6. Conclusion

Inferring other people’s intentions requires properly dealing with both the visual information from the action scene and prior knoweldge about the most likely causes of what is observed. Schizophrenic patients exhibited some abnormal dependence on both these types of information. In particular, patients’ prior knowledge was found to abnormally modulate their decision about other’s action depending on the type of intention considered and their prevalent symptoms.

We first showed that patients with severe positive symptoms overly relied on their priors, but also on disconfirming visual evidence from the action scene. This pattern of response, resulting in overgenerating internal hypotheses and dismissing potentially disconfirmatory evidence, may favour in these patients a paranoid interpretation of other people’s goals. It may also result in abnormal distinguishing between one’s own and other’s intention, a confusion that patients with passivity symptoms frequently experience, such as in the well-documented delusion of control.

In social conditions, on the other hand, schizophrenic patients exhibited an inappropriate use of social domain-knowledge.
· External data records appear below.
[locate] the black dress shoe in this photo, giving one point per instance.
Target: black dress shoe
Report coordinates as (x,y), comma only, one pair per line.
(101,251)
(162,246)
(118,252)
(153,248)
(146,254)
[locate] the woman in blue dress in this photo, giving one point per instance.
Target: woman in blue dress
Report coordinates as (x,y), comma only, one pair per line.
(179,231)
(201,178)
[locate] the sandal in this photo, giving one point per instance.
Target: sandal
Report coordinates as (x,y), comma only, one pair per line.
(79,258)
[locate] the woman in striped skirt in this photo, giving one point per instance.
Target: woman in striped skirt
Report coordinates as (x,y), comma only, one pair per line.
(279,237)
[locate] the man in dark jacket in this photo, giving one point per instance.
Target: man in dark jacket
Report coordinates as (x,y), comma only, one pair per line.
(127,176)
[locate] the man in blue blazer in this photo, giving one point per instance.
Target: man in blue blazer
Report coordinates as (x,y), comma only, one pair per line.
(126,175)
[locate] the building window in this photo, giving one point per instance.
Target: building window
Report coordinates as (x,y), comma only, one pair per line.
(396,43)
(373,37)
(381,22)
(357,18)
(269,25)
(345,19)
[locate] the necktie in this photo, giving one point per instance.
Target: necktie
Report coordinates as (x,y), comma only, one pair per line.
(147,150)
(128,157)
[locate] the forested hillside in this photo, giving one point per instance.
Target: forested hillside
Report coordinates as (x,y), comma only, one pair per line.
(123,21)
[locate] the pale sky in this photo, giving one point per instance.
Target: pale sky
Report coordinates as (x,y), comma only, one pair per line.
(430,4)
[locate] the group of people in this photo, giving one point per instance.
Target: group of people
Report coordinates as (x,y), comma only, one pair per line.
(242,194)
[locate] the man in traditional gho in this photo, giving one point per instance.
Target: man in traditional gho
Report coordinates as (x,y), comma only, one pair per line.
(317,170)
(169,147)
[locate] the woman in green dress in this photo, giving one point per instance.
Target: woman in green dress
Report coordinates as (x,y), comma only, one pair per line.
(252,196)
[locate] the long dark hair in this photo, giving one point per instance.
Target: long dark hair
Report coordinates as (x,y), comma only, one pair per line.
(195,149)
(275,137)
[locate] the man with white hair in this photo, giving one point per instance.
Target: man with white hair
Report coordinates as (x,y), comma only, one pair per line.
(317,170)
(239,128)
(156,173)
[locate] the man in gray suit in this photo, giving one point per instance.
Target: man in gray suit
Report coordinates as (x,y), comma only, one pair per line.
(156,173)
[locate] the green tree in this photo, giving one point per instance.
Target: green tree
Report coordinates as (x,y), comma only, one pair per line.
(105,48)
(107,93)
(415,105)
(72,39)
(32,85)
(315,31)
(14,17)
This biased knowledge was found to induce patients with inappropriate expectations of how agents were the most likely to behave in a context of social interaction. Patients with negative symptoms compensated for this by giving priority to visual evidence in making their decision. We suggested that this profile of performance parallels the stimulus-induced nature of negative behaviours in schizophrenia and could further account for action initiation disorders commonly observed in this dimension of the disease.